As corrupt as the “Christian” part is, the “nationalism” pairs nicely with its own corruption.
Third, nationalism is a warped interpretation of the role of government. While not unfamiliar in history, our most recent global exposure to it was Nazi Germany. Born out of the fires of a national grudge over the damage of the First World War and the crippling economic levies placed on Germany, Adolf Hitler arose like a monster from the pits of hell. Oddly, his themes resonate with those today who feel the sting of being deprived of what they believe they are entitled to.
This nationalism is grounded in a false narrative about the origins and history of the United States. For students educated before partisan forces seized seats of power, exposure to real history was grounded in accurate, documented facts — not wishful myths birthed in fantasy and fiction.
Much of this current narrative is pure fiction, trying to paint a different story of the United States. To cover up the pain of Native Americans and suppress the real history of enslavement, a tapestry of lies was woven on the looms of imagination, not history. In order to sustain this mythological history, all conflicting events were covered over with finely woven fabric.
The history of America is not the rise of a “pure” nation without spot or blemish, but rather an ongoing, gripping saga of struggle and course correction, often against great odds. It is a story of historic people who wanted more and refused to settle for less.
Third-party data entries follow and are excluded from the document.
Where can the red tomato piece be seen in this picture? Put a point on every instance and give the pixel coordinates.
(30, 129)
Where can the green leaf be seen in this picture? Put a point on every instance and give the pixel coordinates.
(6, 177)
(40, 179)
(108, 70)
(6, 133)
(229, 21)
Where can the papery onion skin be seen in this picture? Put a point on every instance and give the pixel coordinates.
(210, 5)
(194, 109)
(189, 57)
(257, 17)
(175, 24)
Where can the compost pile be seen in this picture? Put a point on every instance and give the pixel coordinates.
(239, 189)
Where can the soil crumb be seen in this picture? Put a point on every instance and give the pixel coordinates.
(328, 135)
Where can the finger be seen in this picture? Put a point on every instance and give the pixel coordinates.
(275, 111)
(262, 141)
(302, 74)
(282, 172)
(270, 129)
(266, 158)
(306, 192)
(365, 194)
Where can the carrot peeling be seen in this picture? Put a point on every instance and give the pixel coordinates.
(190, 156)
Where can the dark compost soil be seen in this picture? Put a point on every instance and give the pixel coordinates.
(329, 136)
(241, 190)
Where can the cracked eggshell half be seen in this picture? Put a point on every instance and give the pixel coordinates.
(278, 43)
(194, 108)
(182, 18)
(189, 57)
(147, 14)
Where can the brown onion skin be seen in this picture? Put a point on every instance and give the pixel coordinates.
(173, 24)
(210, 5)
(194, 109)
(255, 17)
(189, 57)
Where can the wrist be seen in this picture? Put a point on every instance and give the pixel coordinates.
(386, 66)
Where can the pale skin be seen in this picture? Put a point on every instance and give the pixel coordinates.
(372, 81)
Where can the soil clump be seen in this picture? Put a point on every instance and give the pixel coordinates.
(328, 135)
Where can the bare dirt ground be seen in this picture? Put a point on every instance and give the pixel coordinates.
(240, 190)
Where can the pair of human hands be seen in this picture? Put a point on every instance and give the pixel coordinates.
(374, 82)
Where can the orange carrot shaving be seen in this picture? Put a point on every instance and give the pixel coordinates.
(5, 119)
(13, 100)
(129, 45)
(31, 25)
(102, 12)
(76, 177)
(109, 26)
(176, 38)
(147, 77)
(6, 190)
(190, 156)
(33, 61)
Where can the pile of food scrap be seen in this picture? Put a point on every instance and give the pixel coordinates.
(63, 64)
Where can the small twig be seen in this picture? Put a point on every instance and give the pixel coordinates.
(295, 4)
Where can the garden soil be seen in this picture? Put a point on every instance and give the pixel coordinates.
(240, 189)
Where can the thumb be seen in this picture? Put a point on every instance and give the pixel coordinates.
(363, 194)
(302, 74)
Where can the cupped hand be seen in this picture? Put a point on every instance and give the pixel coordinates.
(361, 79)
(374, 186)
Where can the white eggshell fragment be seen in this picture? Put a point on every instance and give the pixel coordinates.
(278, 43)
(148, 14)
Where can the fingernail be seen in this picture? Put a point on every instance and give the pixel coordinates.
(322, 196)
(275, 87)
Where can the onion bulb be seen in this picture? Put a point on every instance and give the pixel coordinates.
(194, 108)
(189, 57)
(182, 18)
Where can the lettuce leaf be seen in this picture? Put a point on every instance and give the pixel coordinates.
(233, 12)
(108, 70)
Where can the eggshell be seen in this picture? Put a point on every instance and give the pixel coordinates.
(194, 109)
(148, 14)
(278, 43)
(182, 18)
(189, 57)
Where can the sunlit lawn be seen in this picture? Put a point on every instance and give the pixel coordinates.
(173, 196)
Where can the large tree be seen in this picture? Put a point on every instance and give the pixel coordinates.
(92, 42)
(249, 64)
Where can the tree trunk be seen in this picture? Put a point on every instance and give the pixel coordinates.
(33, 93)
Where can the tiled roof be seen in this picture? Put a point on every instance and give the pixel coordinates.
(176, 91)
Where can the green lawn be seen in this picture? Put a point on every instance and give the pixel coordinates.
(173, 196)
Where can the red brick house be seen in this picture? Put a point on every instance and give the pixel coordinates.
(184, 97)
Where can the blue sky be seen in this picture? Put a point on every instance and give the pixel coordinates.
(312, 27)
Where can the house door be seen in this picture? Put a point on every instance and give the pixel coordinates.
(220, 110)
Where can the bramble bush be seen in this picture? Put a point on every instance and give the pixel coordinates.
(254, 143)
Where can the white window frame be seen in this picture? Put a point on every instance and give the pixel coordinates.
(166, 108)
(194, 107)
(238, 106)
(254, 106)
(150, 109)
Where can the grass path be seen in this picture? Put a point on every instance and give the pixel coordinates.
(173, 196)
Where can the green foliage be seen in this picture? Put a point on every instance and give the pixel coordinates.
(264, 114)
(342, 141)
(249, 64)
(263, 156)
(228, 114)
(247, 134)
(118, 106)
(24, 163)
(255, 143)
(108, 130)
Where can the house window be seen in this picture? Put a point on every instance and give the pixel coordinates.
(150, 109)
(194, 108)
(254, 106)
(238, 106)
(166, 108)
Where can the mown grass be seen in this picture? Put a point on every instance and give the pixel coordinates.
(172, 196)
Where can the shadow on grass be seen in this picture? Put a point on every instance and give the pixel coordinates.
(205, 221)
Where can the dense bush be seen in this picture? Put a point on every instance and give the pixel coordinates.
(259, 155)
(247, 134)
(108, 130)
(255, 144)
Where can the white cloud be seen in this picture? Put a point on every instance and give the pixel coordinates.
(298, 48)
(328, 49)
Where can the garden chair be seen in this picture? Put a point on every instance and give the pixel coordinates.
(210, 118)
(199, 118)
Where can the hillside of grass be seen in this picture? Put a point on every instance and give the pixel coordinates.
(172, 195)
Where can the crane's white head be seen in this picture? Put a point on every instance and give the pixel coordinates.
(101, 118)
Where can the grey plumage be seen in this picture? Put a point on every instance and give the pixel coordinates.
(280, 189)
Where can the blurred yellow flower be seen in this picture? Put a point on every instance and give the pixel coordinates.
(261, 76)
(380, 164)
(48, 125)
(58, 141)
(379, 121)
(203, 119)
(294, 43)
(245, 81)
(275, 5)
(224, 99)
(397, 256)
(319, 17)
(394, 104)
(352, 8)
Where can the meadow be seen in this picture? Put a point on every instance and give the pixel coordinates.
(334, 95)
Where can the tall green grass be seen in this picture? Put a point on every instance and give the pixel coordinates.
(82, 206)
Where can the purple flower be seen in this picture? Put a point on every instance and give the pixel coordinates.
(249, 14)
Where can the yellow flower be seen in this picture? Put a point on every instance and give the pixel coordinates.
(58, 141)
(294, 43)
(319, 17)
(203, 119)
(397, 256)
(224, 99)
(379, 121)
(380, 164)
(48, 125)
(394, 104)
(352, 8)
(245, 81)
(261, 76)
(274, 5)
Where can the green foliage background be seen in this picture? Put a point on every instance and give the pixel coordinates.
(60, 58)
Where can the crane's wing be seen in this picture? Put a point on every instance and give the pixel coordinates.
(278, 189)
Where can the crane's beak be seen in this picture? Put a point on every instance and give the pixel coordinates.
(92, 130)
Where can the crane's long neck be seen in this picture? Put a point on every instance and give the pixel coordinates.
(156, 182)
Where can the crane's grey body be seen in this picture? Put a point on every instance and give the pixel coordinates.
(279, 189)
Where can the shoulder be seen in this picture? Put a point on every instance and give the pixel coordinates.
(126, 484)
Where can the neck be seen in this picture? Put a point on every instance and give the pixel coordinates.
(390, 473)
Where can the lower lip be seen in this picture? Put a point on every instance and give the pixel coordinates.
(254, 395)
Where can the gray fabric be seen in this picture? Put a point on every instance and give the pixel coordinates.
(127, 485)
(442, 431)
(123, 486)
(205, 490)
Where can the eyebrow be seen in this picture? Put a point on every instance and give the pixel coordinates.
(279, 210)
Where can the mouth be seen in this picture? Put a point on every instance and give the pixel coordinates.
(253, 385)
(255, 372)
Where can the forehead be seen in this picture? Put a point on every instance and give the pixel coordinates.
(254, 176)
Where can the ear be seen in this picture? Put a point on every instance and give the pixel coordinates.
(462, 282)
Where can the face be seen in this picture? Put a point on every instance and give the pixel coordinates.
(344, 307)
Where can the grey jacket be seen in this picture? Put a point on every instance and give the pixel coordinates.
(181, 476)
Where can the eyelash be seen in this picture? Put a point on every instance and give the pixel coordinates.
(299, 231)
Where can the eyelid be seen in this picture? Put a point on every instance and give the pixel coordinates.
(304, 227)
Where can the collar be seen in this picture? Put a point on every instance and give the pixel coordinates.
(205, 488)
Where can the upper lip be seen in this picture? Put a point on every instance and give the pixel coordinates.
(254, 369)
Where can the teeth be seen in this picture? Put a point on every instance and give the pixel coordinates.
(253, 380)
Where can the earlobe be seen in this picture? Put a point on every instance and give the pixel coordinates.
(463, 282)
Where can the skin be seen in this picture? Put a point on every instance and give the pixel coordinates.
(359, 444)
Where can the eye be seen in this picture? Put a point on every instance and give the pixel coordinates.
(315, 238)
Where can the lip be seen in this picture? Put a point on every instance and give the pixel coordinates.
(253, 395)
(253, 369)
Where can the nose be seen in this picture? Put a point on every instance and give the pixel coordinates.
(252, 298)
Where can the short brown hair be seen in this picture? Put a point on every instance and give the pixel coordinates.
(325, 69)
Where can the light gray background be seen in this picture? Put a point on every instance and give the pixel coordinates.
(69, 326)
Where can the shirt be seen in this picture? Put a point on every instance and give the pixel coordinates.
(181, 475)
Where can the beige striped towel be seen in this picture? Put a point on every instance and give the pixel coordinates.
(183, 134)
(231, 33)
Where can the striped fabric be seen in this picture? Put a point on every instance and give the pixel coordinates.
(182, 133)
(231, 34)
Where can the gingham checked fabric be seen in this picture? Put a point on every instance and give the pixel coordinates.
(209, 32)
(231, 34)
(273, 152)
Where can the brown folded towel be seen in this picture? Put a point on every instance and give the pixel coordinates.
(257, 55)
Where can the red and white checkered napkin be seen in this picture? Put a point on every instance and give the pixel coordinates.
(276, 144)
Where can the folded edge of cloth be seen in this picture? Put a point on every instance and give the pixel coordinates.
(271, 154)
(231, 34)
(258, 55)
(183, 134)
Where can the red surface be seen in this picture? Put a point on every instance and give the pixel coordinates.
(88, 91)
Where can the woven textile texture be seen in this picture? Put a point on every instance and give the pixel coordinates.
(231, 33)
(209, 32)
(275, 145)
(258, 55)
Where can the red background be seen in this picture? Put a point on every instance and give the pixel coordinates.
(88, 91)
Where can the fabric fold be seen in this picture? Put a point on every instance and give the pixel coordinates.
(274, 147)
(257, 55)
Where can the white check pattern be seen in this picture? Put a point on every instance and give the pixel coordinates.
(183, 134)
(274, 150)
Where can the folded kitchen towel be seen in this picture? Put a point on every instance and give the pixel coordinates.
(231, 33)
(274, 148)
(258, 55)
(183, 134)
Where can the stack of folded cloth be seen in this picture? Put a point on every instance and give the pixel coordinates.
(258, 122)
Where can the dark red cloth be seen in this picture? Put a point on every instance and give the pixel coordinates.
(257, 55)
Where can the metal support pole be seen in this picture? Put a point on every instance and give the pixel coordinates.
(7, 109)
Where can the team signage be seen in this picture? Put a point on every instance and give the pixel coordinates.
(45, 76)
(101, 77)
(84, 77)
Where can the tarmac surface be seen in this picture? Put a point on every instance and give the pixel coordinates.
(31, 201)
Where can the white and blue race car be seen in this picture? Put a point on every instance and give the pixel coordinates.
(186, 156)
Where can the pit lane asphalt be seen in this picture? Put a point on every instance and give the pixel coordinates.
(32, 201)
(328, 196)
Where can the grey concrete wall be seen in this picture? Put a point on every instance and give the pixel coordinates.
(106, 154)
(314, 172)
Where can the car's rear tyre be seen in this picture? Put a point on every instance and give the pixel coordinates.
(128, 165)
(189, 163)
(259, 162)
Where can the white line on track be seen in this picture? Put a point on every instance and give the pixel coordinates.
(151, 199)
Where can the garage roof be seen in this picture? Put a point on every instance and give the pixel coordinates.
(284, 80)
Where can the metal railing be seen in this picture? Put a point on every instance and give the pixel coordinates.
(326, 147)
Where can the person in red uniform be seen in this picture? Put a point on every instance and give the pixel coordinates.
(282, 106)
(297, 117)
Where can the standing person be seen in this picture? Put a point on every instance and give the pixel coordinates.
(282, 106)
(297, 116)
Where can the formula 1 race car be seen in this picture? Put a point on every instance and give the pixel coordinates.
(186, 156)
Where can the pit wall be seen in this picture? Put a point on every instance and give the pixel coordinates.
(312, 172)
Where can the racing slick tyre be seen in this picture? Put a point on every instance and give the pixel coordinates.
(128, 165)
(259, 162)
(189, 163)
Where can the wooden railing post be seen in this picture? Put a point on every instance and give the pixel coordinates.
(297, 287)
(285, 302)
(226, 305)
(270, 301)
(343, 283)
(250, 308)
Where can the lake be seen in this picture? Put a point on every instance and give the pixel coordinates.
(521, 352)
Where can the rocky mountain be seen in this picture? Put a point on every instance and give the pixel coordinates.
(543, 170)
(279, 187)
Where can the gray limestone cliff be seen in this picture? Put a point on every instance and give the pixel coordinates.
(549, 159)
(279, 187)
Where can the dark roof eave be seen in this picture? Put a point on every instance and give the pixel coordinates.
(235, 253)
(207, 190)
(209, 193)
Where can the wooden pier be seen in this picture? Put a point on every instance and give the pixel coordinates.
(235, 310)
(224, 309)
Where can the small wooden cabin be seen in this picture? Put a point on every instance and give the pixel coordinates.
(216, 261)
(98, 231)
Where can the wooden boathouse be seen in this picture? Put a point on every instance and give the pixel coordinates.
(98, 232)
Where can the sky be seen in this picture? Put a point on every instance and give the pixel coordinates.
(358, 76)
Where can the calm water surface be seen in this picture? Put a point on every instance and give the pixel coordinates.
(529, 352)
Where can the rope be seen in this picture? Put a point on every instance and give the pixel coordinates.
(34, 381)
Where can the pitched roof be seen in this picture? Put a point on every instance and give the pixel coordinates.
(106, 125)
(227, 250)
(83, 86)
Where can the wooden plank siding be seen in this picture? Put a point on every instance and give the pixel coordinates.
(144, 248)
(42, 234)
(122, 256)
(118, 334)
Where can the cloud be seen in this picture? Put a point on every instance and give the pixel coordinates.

We bear guilt as a nation for how we have treated Native Americans, the enslaved and immigrants, but we have not allowed that guilt to be the end of our story. Our past does not have to doom us to settle for what happened; instead, it can inspire us to change, increasing opportunity for everyone on these shores.
That progress is up to us. Will we own the best and the worst of who we are, learning the lessons of justice, liberty and opportunity for all? I hope so. I pray so.
Michael Chancellor served 33 years as pastor of four Baptist churches in Texas, six years as a mental health manager in a maximum-security Texas prison before becoming a therapist in private practice in Round Rock, Texas. He now lives in Taylor, Texas.